Friday, June 28, 2002
County Budget Cuts May Shift Some Public Defender Costs to Court—Officials
By KIMBERLY EDDS, Staff Writer
The Los Angeles Superior Court will be forced to pick up the bill for cases that cannot be handled by the Public Defender’s Office due to staffing shortages under the county budget approved Wednesday, court officials said yesterday.
The county Board of Supervisors denied a request from Public Defender Michael Judge for 10 additional attorneys to cover the increased number of cases that Judge said the office must handle as a result of court unification, the implementation of Proposition 36, which requires treatment instead of incarceration for many drug offenders, and the opening of the Chatsworth courthouse earlier this month.
Chief Deputy Public Defender Robert Kalunian said the lack of additional attorneys means the office will have to declare itself “unavailable” on 10 caseloads and the court will have to appoint private counsel.
“We realize there is a shortage of available funds, but we have very critical needs,” Kalunian said.
If the Public Defender’s Office, 646 trial attorneys strong, declares itself unavailable in the case of an indigent criminal defendant, and the Alternate Public Defender’s Office cannot pick up the slack, the court appoints an attorney from the Los Angeles County Bar Association’s panel of lawyers.
When the Superior Court appoints an attorney, it picks up the tab, court spokesman Kyle Christopherson said.
Lawyers from the County Bar’s Indigent Criminal Defense Appointments Program are assigned to a case based on their experience and the seriousness of the crime and the sentence.
ICDA attorneys are paid hourly. They are not given benefits and there is no overhead, ICDA directing attorney Cathy Dreyfuss said.

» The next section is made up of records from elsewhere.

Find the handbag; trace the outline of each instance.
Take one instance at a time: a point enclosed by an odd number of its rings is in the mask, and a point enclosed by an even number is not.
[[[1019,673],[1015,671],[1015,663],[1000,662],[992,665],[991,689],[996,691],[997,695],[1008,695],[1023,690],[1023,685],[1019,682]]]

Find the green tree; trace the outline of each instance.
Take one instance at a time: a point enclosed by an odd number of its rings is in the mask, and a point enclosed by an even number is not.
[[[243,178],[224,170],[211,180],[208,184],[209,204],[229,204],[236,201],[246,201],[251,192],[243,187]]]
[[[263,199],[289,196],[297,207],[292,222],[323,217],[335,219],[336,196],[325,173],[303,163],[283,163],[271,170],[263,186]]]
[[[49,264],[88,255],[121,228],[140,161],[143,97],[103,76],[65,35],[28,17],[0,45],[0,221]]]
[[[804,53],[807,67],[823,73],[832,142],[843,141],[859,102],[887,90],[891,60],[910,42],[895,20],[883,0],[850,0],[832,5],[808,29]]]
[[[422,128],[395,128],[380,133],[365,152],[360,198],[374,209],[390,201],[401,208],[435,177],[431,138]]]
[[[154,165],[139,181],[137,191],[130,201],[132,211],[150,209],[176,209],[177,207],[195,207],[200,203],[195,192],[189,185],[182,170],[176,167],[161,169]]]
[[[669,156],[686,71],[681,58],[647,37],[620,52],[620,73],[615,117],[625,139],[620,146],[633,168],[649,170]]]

A deputy public defender handling misdemeanors averages 1,200 cases a year and an attorney defending felonies averages 180 cases annually, Kalunian said.
The Alternate Public Defender’s Office also received some cuts, but mainly in services and supplies and nothing that would impact the service provided by the office, Alternate Public Defender Janice Fukai said.
“We’ll be able to stretch it,” Fukai said.
The board delayed taking action on two motions by Supervisor Michael Antonovich for the Alternate Public Defender’s Office that would have provided funding for an attorney to staff the Mental Health Juvenile Court, headed up by Judge Clifford Klein, and funding for a supervising paralegal.
The office handles a large number of capital cases and uses paralegals to conduct background checks and research in the penalty phase of cases and there is a need for a supervisor, Fukai said.
The District Attorney’s Office received $2.3 million to prosecute welfare fraud, but the board put off deciding whether to continue to fund the office’s Justice System Integrity Division and Elder Abuse Unit until budget discussions in September.